| NEW YORK
NEW YORK (Reuters Life!) - The well-turned ankle has been a mark of beauty since those olden days when a glimpse of stocking was looked on as something shocking.
So it was only a matter of time before the shape-challenged ankle, dubbed the cankle, claimed its unsightly place beside the muffin top, the love handle, and the saddlebag as the latest fly in beauty's ointment.
"When the calf merges with the ankle, with no clear separation between the two, the cankle is born," L.A.-based celebrity trainer Ramona Braganza said in an interview.
Braganza has guided the workouts of such slim-legged luminaries as actresses Jessica Alba, Halle Berry, and Anne Hathaway.
Now she is on a mission to "turn cankles back into ankles."
Braganza is offering what she calls a Cankle Buster Workout, designed to rid the stricken of mother nature's latest little prank.
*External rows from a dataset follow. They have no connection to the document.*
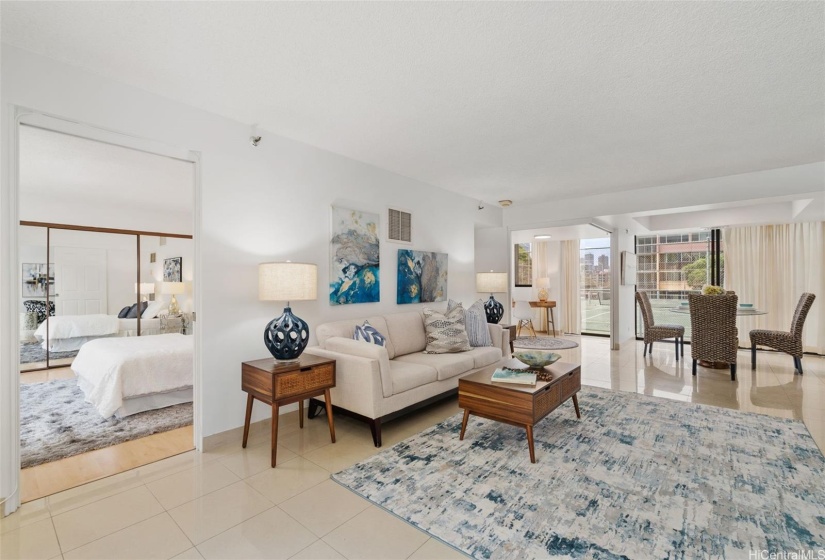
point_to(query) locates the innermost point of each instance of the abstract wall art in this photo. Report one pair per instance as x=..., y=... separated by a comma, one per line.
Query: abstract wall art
x=422, y=276
x=354, y=257
x=172, y=269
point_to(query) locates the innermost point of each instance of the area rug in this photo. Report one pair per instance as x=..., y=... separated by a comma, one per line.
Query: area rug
x=543, y=343
x=636, y=477
x=56, y=422
x=31, y=352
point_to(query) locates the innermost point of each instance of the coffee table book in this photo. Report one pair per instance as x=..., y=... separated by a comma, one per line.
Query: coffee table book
x=510, y=376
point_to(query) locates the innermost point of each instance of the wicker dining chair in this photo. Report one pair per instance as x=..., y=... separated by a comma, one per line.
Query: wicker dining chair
x=714, y=336
x=655, y=332
x=789, y=342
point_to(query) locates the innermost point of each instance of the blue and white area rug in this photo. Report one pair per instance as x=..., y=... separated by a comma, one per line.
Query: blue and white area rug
x=636, y=477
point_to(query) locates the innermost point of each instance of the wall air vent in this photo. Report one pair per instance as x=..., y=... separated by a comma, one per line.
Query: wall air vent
x=399, y=226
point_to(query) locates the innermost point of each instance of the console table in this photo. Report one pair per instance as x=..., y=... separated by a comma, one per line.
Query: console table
x=281, y=383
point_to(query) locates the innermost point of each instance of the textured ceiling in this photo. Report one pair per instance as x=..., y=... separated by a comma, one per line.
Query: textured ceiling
x=526, y=101
x=61, y=167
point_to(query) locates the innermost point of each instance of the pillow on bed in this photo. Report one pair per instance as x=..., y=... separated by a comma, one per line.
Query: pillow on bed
x=133, y=311
x=152, y=310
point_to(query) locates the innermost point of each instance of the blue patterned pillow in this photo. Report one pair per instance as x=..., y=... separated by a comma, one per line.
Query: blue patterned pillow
x=368, y=333
x=475, y=321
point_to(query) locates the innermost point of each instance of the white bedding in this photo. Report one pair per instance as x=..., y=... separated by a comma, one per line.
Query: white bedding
x=70, y=332
x=112, y=370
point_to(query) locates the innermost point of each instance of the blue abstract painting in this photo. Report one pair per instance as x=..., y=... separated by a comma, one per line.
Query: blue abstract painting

"I found that when you combine cardio, stretching and plyometrics movements (jumping), and combine them with weight training, you get a synergistic, cankle blasting workout," she explained.
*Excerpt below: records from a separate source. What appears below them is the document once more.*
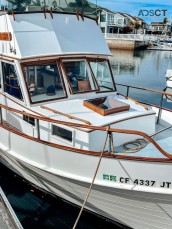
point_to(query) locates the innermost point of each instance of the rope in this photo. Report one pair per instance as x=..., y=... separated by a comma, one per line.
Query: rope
x=89, y=190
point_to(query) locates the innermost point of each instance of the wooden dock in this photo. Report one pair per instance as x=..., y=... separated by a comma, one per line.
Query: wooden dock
x=8, y=218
Her program includes daily 30-60-minute brisk walks, as well as a series of squat and lateral jumps, ankle circles, calf raises and downward dog yoga poses.
"I have used this workout on many of my female clients to build shapely, lean legs," she said.
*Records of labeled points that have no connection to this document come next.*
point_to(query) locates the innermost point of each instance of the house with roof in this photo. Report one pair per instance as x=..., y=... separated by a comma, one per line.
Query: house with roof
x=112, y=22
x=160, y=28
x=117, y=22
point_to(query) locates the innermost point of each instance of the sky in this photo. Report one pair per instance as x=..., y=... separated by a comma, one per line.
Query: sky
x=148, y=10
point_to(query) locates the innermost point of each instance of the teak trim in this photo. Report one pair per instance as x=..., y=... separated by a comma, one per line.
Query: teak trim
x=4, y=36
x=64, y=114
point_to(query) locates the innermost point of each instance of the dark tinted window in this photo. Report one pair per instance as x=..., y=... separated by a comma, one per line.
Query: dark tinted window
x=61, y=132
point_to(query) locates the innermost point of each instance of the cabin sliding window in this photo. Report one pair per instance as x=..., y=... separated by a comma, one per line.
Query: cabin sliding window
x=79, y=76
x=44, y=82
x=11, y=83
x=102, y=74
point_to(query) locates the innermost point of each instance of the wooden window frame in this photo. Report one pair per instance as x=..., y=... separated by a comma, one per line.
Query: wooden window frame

Braganza, who considers herself a cankles survivor, said she became aware of her own lack of ankle tone during her stint as an National Football League (NFL) cheerleader with the L.A. Raiders.
"I knew that if I did not find a way to get rid of my problem area, I might not make it back on the squad," she said.
Braganza says societal awareness of cankles, and its attendant heartbreak, is on the rise.
"Cankles have become true pop culture punch line," she said, citing the cankle episode of the cable TV series Weeds, allusions to Rachel's chubby ankles on the long-running sitcom Friends, and numerous references to the condition on the television show Saturday Night Live.
So in the spirit of the times Braganza developed her workout in collaboration with the Gold's Gym.
"We wanted to focus in on a key problem area and build a public awareness campaign using many of the same tactics that have been successful in the disease prevention arena, said Lisa Zoellner, chief marketing officer of Gold's, which has 675 gyms in 28 countries.
"Cankles, love handles, muffin tops, saddle bags ... these are all 'aesthetic afflictions' we feel can be prevented or managed through diet and exercise," Zoellner said from the company's headquarters in Dallas, TX.
Dr. Terrence Philibin, of the Orthopedic Foot and Ankle Center in Columbus, Ohio, prefers to cut closer to the bone.
"A cankle is usually seen in someone fairly overweight," Philibin said. "I don't think it's a true entity."
"I think it's a medical slang term and losing weight is probably the best thing for it," he said.
Braganza concedes that "obesity will rear its ugly head, adding a layer of fat to the ankle, giving it that stumpy look."
Indeed she lists "diet, diet, diet" as "the final piece of the cankle puzzle." She thinks that genetics also plays a part, as does water retention.
But she agrees with Philibin about one thing: "Cankle is definitely slang," she said.